The city ran wild with crime while his coworkers willingly stayed home awaiting policy change. He couldn't see the sense in that, just as he couldn't understand why a trio of muggers would start working on him with a baseball bat. Unless they had found his badge and suddenly panicked or filled with hate over his being a cop. Hate corrupted even the best-intentioned mugger. Hate corrupted everything in its path. And he felt filled with it all of a sudden, and not a verifiable target in sight.
C H A P T E R
14
"W here's Maria Sanchez gone?" Boldt asked the attending nurse at the nurses' station. He'd arrived to find her room unguarded and empty. He felt as if the floor had fallen out from under him.
The nurse checked the computer, and it troubled him that she wouldn't know this off the top of her head. "She was transferred out of ICU to the third floor. Room three seventeen."
"Then she's better?" Boldt said hopefully, recalling that on his last visit she had definitely slipped backward.
"The move would indicate she's stable," the nurse corrected.
"Any movement . . . other than the eyes?"
"You'll have to discuss that with her physician," she advised.
Boldt rode the elevator, as he had coming in. For a man who normally took the stairs, this felt wrong, even privately humiliating. He shuffled down the hospital corridor, painfully aware that he probably looked too much like an old man. His father had raised him to believe there was no way around pain, only through it. Right now he was even aspirin free. He pushed his limbs to move, his ribs to tolerate breathing, his head to survive the throbbing.
He'd told Liz that he'd been mugged, his money and badge wallet stolen, that the ugly dog next door had probably saved his life. He'd been roughed up before in service to the city; thankfully Liz didn't berate him for electing to keep working. She wanted to see him. He promised to make that happen.
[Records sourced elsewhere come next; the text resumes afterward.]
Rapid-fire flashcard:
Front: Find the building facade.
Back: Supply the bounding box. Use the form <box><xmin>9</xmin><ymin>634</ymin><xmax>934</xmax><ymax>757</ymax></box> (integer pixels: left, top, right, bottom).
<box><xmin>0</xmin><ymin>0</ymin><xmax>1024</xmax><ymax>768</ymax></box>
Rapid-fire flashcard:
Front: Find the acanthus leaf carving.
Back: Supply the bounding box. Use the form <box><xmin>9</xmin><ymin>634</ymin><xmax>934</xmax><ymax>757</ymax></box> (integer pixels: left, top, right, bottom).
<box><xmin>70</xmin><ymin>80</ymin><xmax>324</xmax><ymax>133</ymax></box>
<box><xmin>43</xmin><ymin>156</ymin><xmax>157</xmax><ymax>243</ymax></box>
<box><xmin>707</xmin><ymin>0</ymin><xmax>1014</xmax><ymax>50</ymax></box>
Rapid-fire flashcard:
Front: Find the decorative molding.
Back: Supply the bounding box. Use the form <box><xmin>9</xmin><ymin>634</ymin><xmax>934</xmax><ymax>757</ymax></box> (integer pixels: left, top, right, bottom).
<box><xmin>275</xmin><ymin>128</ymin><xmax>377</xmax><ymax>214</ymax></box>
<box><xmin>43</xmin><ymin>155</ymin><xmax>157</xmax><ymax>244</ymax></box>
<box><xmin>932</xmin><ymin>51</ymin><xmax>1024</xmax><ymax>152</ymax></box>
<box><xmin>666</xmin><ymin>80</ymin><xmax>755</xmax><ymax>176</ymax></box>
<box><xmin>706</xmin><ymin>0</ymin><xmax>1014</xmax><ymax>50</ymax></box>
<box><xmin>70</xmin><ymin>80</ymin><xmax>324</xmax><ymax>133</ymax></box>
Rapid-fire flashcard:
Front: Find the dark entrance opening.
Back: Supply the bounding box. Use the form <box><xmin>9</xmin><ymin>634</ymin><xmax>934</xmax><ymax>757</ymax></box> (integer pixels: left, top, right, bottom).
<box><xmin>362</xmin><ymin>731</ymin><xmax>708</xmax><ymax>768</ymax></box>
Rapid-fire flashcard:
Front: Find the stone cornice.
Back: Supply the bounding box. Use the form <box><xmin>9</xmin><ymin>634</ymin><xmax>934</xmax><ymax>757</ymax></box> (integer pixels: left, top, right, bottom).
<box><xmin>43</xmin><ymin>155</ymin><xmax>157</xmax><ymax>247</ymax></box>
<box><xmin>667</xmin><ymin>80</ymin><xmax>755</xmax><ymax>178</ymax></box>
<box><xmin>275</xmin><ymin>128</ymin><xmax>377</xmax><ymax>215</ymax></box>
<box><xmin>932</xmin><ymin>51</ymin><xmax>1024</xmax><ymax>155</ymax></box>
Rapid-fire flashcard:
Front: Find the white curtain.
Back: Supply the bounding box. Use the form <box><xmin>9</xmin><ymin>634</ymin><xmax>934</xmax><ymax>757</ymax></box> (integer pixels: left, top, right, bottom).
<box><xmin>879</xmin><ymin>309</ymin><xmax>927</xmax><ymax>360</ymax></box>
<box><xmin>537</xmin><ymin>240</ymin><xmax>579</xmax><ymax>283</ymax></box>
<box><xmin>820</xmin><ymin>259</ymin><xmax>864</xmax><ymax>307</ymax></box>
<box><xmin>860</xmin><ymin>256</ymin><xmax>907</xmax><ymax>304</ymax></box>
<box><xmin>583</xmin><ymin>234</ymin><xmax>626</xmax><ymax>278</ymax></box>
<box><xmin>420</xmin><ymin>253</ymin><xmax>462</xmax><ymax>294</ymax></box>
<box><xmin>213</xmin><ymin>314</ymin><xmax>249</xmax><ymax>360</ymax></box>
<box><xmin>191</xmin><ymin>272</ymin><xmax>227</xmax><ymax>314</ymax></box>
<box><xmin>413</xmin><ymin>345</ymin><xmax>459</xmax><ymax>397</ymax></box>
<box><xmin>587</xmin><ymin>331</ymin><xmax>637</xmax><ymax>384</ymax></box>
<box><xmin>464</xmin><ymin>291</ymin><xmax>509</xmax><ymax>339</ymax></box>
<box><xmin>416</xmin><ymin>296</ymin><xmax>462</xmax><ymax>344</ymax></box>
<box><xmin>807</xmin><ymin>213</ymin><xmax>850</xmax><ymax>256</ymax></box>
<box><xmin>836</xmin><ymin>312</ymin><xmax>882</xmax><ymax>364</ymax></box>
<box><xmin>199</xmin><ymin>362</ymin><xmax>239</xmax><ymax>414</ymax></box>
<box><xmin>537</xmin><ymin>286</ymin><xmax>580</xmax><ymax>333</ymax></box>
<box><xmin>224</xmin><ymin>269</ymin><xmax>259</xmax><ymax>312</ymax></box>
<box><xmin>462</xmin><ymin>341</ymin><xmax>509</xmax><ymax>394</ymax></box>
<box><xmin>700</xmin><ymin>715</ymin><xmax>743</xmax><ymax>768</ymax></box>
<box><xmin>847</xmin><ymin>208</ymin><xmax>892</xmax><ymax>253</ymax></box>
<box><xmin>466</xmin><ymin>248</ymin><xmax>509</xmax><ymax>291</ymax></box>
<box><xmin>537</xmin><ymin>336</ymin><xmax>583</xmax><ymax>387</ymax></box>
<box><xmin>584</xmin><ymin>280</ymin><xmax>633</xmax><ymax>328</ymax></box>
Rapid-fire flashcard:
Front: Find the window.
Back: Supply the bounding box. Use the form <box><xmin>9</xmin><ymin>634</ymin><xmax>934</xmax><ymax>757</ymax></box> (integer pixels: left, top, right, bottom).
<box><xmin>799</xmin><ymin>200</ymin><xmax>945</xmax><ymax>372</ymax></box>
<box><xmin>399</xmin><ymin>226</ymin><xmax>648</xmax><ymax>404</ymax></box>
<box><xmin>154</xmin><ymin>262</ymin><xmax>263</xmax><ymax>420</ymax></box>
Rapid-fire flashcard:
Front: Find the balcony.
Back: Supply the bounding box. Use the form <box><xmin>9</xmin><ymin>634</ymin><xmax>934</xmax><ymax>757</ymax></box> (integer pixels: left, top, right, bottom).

She didn't know that the muggers had used the term "K-9" and that one of the three had intended to do a Mark McGwire on his head. No one knew—not even Daphne, exactly—that a part of him suspected the attack was a Krishevski telegram, like those strippers that knock on your front door and flash you on your fiftieth birthday. A Krishevski invitation to get a bad case of the flu. He needed a second opinion.
* * *
He checked in with the new security man outside the door and confirmed Sanchez's guest list, discovering that LaMoia visited at least once a day, usually well past the posted visiting hours, typically for long stints. He could imagine the man in the dark of the room, alone in a chair as Sanchez slept. Others would find this image of LaMoia inconceivable, but Boldt knew the man as few others did. The blinds were pulled, casting the overly sterile room in a haze. The room's television was tuned to a public access channel that ran ads while nasal-sounding classical music played from a small speaker strapped to her bed. He recalled the head phones in her bedroom, and thought he should bring her something better: Hamilton, Peterson, Monk or Gatemouth Brown.
"Stable," he recalled the nurse explaining. Of course she was stable, he thought—they had her head bolted inside a contraption that looked like it was part of a medieval torture chamber. She couldn't move. Just to look at her brought a queasiness to his stomach.
He recalled a slightly younger Maria Sanchez standing at his front door, there to baby-sit the kids for the first time—alive, bright-eyed, but cautious and uncomfortable at the same time. Not wanting to mix the personal with the professional, but unable to resist the idea of being with kids. He suspected that was why she hadn't hung around for too long—their shields had gotten in the way. It certainly hadn't been out of any lack of rapport with the kids—they had loved her from the start. And that won any parent's heart, including his. Boldt had liked her right away. Had talked her up around the shop from that night forward. Had tried to open some doors for her, the way he once had for Gaynes. Maybe he'd had something to do with her moving quickly to plainclothes, maybe not. It no longer mattered. He felt anger over her present condition. He seethed.